2 years ago, mid-November
Creating specialist vertical search engine using yahoo! boss api
Posted by pbirnie under technology
Truevent is a search engine built on top of the Yahoo! boss api.
I was talking to a search researcher about their offering.
researcher: i think the underlying theory is a bit overstretched...
researcher: well, i think there's nothing new about it
Paul Birnie: you mean the linking of words associated to other words
Paul Birnie: well at least boss is achieving something - making lots of people try different things
researcher: they fed the system with documents about eco-stuff
researcher: modeled, somehow, the word patterns
Paul Birnie: like simple signature detection
researcher: and now do some kind of re-ranking of boss-results based on the similarity to that model
6 easy steps to making a fortune by creating a cool vertical search engine startup based on the boss api are:
- signup for the boss appid
- use the boss mashup framework to retrieve search results from boss api
- pull data from another webservice at the same time
- mix and rerank the results based on some "patent pending" technology
- get bought by Yahoo!, Google or Microsoft - either because its good PR or because your product actually works.

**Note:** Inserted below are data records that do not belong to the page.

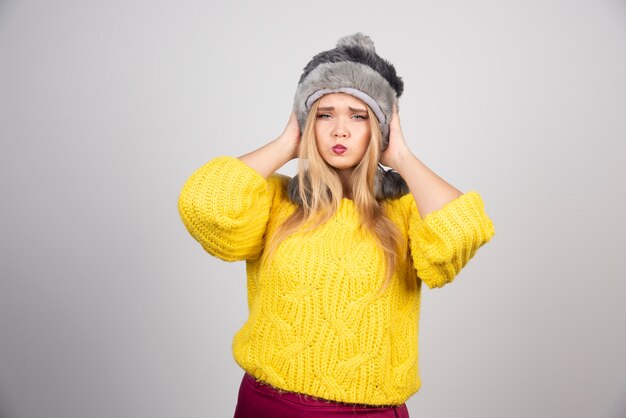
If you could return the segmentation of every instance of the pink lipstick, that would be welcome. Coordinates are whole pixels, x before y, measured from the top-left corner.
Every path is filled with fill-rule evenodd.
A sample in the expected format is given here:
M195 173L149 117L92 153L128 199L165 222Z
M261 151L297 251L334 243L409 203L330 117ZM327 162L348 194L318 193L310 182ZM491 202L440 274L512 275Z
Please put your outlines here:
M343 145L337 144L333 147L333 152L337 155L341 155L344 152L346 152L348 150L348 148L344 147Z

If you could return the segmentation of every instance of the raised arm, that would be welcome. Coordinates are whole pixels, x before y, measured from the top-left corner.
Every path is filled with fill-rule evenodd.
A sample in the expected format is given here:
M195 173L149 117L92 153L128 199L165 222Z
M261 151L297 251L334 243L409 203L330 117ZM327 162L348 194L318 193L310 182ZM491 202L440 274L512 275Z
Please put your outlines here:
M418 276L431 288L451 282L495 233L480 194L460 192L418 160L404 141L395 110L381 162L400 173L414 200L402 198L409 208L409 241Z

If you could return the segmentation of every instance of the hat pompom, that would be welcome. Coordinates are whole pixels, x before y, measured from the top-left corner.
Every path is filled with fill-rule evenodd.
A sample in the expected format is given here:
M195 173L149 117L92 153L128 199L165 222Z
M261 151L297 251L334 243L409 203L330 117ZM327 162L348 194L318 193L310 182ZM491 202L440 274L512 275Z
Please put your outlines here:
M374 41L372 41L372 38L361 32L344 36L337 41L337 48L350 48L353 46L358 46L363 49L376 52L376 48L374 47Z

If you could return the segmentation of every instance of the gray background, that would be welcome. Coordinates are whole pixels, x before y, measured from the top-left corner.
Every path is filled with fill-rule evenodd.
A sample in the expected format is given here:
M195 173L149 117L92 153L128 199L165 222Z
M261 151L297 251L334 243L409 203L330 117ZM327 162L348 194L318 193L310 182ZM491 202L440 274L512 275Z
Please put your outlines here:
M412 150L496 226L423 293L412 415L626 416L624 1L4 0L2 418L232 416L244 265L178 193L275 138L356 31L405 80Z

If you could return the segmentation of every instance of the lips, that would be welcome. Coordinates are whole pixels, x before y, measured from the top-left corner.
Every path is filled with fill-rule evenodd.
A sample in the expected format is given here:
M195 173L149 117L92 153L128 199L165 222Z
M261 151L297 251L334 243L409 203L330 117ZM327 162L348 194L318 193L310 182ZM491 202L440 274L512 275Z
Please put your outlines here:
M344 153L344 152L346 152L347 150L348 150L348 148L344 147L343 145L339 145L339 144L337 144L337 145L335 145L335 146L333 147L333 152L334 152L335 154L338 154L338 155L343 154L343 153Z

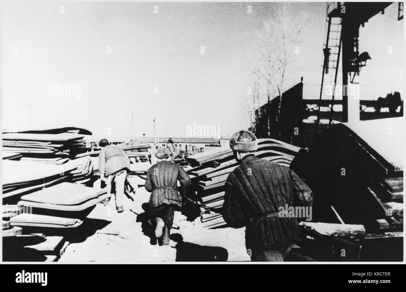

The problem with search is it very hard to get users to switch from one search engine to another. All of the major search engines use MLR to do ranking of results and finding a new page feature that can provide >1% improvement in ranking for the average user, is very hard (All the easy and even hard stuff has been done)
Custom vertical search engines:
Creating custom vertical search engines is not new: Google and Yahoo have both supported "site restrict" to create a custom vertical search engine for years
Google provides Google Co-op Custom Search Engine
Yahoo has shut down sitebuilder which also used to support site restrict to a custom list of sites.
afaik. The boss api is currently limited to around 22 site restricts before you run out of space in the GET webservice call. I wonder if POSTS are supported- POSTS are not yos compliant
The problem with the search market is its really hard to get users to switch to another supplier.
Boss mashup framework:
I really like the mashup framework that comes with boss - it allows you to simply instantiate a object and pass a webservice url in the constructor. The mashup framework will automatically find a collection in the response and create a dictionary from the webservice response. You can then write sql-like syntax to mashup (mix) the data returned from each of the services.

December 14th, 2009 at 5:28 pm
Thanks for the nice post. Any idea how many sites can be restricted currently in yahoo boss api?